What appeared to be his efficient handling of the crisis instantly catapulted Hoover into the national spotlight and the Republican Party’s nomination for the presidency. But the truth was a more complicated affair. The conditions in the camps were deplorable, and it was only a matter of time before Hoover’s inadequacies as a crisis manager were revealed. But Secretary Hoover was an ambitious man. Accordingly, he made a deal with Robert Rusa Moton of the Colored Advisory Commission. In exchange for Moton’s agreement not to p
ublicize the problems in the camps, Hoover promised he would, once elected, guarantee substantive reforms and improved living conditions for those who had lost their homes and livelihoods.
Behind the White House gates, however, Hoover must have considered himself and his political future safe. So, in a move that would change party politics in the United States, perhaps forever, he reneged on his deal with Moton. In frustration and anger over what they perceived as Hoover’s betrayal, in the next election, Moton and the other African American leaders persuaded their followers to abandon the party of Lincoln—and vote for the Democrats. They did, in overwhelming numbers, and to Herbert Hoover’s eternal dismay, elected Franklin Roosevelt president.
Despite this demonstration of electoral muscle, political gains were transitory.
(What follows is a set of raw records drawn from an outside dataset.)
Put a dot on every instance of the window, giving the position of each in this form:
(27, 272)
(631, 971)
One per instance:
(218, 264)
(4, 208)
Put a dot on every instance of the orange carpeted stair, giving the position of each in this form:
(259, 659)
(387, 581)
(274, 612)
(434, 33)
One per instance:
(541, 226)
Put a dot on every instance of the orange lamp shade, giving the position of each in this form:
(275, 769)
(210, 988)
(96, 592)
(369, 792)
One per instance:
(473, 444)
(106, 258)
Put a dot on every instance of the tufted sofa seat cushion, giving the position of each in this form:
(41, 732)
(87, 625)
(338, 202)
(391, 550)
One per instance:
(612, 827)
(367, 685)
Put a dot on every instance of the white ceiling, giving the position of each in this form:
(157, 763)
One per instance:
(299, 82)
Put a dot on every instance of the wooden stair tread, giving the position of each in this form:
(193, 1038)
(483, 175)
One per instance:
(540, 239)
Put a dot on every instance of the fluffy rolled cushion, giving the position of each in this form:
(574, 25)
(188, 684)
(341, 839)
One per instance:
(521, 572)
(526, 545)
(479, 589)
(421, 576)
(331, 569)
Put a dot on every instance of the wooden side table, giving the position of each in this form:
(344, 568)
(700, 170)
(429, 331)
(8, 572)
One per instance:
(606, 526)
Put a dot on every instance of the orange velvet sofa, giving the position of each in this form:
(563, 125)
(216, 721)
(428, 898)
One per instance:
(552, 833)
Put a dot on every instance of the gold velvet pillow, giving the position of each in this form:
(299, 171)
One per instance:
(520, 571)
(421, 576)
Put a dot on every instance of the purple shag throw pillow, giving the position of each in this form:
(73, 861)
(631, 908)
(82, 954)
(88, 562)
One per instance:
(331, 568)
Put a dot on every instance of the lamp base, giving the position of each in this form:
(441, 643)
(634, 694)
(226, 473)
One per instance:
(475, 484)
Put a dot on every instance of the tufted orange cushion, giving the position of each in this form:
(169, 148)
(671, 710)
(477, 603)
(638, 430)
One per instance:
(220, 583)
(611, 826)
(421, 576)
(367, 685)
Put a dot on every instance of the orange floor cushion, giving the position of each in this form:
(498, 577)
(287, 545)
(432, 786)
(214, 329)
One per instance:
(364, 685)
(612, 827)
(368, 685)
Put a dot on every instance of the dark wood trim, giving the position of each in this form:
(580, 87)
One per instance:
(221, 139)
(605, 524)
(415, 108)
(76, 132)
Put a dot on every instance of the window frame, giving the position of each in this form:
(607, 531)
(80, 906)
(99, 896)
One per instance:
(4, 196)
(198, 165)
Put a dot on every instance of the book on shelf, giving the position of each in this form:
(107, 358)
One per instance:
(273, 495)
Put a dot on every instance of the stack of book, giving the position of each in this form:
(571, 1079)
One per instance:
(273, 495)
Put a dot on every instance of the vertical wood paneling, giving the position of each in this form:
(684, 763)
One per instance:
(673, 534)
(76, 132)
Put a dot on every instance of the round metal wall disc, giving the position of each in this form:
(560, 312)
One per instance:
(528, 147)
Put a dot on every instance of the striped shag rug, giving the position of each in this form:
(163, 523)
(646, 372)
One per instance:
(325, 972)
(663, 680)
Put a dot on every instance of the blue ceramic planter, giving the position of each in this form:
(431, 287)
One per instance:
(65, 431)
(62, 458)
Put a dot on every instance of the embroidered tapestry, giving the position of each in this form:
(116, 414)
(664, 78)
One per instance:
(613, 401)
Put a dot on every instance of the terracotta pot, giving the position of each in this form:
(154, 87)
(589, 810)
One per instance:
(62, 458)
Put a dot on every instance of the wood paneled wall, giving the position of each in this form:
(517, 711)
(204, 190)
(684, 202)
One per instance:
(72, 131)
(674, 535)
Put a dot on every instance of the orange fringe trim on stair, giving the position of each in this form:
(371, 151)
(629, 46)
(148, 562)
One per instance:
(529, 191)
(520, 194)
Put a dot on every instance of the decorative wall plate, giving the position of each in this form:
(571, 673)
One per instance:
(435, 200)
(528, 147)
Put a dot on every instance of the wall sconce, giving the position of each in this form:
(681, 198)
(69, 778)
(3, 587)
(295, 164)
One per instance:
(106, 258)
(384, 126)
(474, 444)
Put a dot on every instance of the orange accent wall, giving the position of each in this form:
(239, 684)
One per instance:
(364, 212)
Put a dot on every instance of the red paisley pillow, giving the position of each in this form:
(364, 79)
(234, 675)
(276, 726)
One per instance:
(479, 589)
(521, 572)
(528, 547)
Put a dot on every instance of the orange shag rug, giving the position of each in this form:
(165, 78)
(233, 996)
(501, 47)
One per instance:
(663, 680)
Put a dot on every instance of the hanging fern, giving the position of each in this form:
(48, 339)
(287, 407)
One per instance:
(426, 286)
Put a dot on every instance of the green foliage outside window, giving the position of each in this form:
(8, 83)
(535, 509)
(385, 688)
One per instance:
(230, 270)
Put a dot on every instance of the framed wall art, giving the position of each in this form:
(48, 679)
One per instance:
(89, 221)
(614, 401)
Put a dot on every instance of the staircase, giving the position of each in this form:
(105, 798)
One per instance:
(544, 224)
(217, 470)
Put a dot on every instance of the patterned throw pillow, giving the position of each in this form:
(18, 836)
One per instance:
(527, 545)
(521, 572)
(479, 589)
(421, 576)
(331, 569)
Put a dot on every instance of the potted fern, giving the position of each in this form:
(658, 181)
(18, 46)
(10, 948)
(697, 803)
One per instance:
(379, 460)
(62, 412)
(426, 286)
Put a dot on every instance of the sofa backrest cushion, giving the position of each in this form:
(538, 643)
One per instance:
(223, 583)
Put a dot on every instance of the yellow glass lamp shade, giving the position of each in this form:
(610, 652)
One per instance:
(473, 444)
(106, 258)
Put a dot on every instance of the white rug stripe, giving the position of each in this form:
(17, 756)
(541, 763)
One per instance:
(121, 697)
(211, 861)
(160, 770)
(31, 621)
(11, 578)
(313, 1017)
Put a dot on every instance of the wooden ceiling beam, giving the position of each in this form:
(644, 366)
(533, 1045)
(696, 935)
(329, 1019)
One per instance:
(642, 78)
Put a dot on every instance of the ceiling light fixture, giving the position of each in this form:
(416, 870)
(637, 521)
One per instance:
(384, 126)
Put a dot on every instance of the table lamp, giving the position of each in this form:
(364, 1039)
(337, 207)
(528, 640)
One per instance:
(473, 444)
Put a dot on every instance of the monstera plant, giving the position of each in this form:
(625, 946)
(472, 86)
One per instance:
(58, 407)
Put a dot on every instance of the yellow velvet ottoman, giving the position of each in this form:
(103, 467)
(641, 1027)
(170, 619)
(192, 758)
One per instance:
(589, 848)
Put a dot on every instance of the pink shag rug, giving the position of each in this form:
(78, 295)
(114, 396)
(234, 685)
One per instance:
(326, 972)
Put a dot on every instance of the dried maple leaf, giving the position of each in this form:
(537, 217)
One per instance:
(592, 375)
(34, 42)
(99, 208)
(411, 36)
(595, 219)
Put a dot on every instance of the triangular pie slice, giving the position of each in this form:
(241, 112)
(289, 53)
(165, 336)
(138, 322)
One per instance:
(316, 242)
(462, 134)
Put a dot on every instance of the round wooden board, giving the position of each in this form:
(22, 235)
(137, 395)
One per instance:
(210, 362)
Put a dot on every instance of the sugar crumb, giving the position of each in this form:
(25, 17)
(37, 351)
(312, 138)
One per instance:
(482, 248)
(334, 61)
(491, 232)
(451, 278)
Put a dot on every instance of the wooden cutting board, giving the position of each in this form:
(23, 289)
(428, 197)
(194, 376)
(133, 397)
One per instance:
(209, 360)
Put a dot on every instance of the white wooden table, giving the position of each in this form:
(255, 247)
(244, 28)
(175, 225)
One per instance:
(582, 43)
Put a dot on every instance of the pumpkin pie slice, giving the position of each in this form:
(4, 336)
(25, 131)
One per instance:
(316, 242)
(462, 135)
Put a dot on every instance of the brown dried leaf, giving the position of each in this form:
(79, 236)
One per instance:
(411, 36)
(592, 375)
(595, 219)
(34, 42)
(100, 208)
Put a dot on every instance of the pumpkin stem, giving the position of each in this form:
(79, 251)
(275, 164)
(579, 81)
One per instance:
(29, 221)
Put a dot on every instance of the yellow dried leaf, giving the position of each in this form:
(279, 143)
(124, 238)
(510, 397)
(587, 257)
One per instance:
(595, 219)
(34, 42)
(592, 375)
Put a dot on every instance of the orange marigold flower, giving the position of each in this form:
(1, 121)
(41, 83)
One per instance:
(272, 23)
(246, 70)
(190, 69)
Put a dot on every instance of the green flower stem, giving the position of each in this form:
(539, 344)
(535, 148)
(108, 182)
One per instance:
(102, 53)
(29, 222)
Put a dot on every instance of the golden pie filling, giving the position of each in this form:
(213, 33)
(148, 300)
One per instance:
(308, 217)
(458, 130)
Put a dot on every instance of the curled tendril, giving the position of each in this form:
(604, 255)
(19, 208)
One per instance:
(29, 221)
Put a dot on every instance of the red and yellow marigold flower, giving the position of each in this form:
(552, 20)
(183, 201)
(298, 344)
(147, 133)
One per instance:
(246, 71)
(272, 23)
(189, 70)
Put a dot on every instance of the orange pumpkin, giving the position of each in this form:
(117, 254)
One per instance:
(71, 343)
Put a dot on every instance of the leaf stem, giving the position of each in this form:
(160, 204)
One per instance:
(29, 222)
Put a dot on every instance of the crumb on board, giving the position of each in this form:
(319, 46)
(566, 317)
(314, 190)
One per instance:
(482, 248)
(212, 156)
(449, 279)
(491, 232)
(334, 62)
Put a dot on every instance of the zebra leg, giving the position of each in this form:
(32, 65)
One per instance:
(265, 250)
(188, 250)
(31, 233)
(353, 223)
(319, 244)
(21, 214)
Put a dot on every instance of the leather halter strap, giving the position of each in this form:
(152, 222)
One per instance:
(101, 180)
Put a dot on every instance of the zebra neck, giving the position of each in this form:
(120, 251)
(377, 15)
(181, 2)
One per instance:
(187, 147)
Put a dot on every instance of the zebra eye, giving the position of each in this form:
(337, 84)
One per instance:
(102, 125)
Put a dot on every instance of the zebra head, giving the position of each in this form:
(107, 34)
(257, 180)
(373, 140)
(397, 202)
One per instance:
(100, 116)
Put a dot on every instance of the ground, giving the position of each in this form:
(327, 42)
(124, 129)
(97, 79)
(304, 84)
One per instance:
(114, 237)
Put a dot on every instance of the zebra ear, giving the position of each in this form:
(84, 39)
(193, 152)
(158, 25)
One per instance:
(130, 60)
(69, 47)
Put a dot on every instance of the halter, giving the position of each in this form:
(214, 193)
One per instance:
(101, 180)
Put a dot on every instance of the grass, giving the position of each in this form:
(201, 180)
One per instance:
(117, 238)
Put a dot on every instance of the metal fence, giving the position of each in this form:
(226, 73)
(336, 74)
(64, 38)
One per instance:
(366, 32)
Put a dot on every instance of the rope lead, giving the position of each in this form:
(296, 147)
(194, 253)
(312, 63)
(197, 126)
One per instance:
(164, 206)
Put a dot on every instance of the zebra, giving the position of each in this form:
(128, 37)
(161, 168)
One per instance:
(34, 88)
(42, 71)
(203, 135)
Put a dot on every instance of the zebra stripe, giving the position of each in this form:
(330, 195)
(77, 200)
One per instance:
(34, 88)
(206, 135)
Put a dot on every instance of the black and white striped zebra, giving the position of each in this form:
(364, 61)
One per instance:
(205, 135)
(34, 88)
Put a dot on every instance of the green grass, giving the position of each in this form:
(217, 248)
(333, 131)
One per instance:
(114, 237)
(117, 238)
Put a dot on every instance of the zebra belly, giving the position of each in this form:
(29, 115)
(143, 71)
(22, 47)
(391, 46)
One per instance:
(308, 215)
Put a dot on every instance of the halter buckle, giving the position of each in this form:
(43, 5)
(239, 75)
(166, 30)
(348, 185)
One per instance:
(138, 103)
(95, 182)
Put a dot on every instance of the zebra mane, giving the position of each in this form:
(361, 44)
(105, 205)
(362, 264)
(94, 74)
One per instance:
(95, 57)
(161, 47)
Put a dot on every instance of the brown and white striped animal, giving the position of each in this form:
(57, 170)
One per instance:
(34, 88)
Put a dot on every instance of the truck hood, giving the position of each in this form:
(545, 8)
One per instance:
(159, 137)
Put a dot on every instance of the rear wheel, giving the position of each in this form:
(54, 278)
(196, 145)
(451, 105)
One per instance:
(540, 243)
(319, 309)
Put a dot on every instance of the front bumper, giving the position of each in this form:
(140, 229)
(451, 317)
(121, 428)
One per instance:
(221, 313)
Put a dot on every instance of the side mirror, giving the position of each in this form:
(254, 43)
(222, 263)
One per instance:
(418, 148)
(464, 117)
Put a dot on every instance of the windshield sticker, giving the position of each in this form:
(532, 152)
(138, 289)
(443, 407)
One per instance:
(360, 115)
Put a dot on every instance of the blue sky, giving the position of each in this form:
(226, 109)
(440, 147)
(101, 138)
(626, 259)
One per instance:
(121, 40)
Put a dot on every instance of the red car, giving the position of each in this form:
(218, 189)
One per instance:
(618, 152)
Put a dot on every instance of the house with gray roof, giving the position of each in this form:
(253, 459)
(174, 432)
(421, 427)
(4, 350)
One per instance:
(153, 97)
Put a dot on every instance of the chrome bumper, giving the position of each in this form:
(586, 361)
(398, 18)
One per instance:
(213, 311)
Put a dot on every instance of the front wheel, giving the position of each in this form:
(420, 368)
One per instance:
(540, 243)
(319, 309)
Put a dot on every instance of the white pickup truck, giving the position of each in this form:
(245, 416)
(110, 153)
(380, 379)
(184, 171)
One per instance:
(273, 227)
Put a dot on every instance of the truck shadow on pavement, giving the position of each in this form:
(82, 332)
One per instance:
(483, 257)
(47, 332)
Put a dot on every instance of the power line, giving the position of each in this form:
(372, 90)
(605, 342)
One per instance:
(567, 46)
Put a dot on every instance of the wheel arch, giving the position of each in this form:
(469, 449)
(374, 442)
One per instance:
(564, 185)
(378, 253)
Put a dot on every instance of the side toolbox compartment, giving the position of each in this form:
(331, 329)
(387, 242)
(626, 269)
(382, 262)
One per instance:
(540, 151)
For most African Americans fleeing the dirty Mississippi floodwaters, the conditions they found in the rapidly industrializing Midwest were not appreciably more promising than what they’d left behind. Between 1910 and 1930, the African American population rose by about 20% in most northern states, and the population was almost entirely absorbed by the largest cities. In most cases, the sole consideration of where to relocate their families came down to basic economics: the cost of the train ticket.
In Chicago, African Americans and new immigrants were utilized as strikebreakers. Fearful of the newcomers who were taking their jobs, ethnic and racial animosities frequently simmered over into violence in the seedy area known as “Back of the Yards,” where the employees of the Union Stockyards made their putative homes.